The auction of DirectResponse.com via DropCatch involved $252,500 dollars, a massive score for the sister company of HugeDomains.
And yet, that amount of money is a drop in the cost bucket to operate the drop-catching service!
DropCatch operates hundreds of domain registrars, attempting to secure dropping domains milliseconds after they become available at the Registry. There’s a sizable cost associated with such activities; multiply that by hundreds and you have several million dollars in operating cost just to catch domains.
So what is a “direct response” anyway?
Direct response marketing is a strategy focused on prompting an immediate action from the audience, such as making a purchase or signing up for a service. It features clear calls-to-action, measurable outcomes, and often uses targeted messages and limited-time offers to drive urgency. Unlike brand marketing, which builds awareness over time, direct response aims for quick, trackable results.

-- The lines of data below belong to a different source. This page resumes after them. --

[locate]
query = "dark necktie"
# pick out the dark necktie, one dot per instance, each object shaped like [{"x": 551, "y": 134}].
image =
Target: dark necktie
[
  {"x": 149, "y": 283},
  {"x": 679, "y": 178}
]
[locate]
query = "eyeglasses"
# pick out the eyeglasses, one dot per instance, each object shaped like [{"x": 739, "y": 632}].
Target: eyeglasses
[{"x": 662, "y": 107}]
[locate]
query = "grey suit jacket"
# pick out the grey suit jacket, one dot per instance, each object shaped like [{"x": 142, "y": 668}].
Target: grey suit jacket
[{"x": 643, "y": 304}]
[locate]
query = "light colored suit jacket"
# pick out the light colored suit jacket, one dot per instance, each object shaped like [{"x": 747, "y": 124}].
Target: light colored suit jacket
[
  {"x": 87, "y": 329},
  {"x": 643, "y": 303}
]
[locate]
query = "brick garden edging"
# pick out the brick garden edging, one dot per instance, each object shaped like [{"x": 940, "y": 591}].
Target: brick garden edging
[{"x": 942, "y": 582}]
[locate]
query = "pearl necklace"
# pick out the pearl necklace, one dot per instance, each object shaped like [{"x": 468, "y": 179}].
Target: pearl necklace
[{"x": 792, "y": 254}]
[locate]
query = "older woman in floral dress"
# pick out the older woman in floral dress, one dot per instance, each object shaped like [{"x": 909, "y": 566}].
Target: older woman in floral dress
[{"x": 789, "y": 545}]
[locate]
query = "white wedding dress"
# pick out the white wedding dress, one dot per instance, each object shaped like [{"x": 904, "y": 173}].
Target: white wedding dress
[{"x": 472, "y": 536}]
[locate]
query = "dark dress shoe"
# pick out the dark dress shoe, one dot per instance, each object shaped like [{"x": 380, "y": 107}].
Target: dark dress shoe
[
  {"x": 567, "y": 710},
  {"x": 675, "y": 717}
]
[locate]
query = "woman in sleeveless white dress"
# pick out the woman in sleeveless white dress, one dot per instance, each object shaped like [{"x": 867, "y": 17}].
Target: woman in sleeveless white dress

Originally registered in 1995, the domain DirectResponse.com is a former asset of now defunct Digital River, that lost Software.net recently. Its new registrant paid promptly; the DropCatch handle “biddymcbidderto” wasn’t a bogus account.
DirectResponse.com is now parked using NameBright nameservers but the WHOIS is wide open. We don’t have to guess who owns the domain!
The registrant of DirectResponse.com also owns C3WebPros.com that is parked with GoDaddy and has formed the matching LLC in Tennessee; a series of other active domains are far less exciting to mention, with how-to-sell-my-timeshare-now.com being a deleted domain previously owned by the same registrant.
All in all it could be that the domain registrant represents someone else. For the sum of $252,500 dollars, someone better have big plans for DirectResponse.com.